The film centers on a man, Jerry, in a desperate financial situation (William H. Macy) who, out of desperation, pays two men to kidnap his wife and hold her for a ransom to be paid by his rich father-in-law. Of course, Jerry isn't the brightest man and neither are the kidnappers and a simple plot turns into murder and mayhem.
The case is investigated by the pregnant, no nonsense sheriff (Frances McDormand) and soon Jerry's life goes from bad to worse.
"Fargo" is, undoubtedly, a consummate dark comedy with an amazing authenticity to the Minnesota area and with one of the sharper, more intriguing scripts produced in many years. The film ended up with several Oscar nominations, including for Macy (Supporting Actor), Direction (Coen's), and Cinematography (Roger Deakins). Indeed, it is largely the cinematography that truly manifests this film great feeling and authenticity. Deakins uses perfect angles and colors and shots throughout the film in capturing the action.
Ultimately, however, the film works because of the sharp writing of the Coen Brothers and their Oscar winning script, along with the pitch perfect Oscar winning performance of Frances McDormand.

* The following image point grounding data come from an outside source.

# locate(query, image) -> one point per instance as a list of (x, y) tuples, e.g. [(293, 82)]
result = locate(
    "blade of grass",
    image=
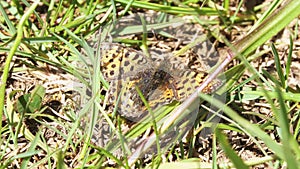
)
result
[(10, 55)]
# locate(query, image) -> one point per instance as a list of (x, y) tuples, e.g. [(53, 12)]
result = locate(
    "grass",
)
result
[(48, 37)]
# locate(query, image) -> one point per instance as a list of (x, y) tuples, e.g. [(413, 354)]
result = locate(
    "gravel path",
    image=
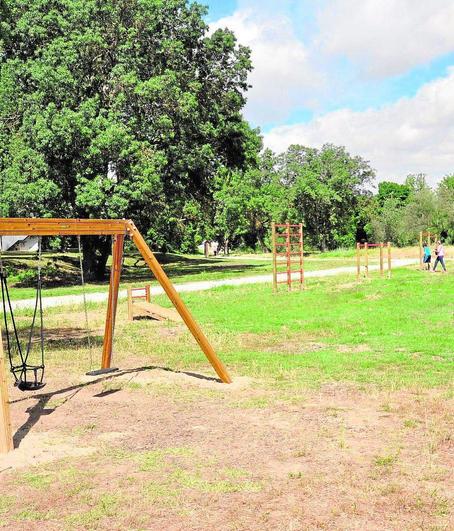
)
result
[(70, 300)]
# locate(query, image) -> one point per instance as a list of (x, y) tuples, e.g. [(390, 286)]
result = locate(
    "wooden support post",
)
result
[(288, 247), (6, 436), (273, 238), (302, 280), (389, 259), (115, 272), (382, 271), (130, 310), (173, 295), (420, 251), (358, 261)]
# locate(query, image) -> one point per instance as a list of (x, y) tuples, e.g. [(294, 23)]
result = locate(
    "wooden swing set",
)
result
[(118, 230)]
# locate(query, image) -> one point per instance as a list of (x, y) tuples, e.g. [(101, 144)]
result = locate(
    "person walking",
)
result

While "Fargo" is a great film, it has never been a film with which I feel a great bond. I've admired it, respected the work and yet at no point in my life do I ever think to myself "Hmmm. I want to see Fargo again." For me, an A or A+ film is one that never leaves me. It makes me want to revisit it even if I never do. It invades my psyche on a certain level and never completely goes beneath the surface. "Fargo", as wonderful as it was, is a film I will never again need to revisit.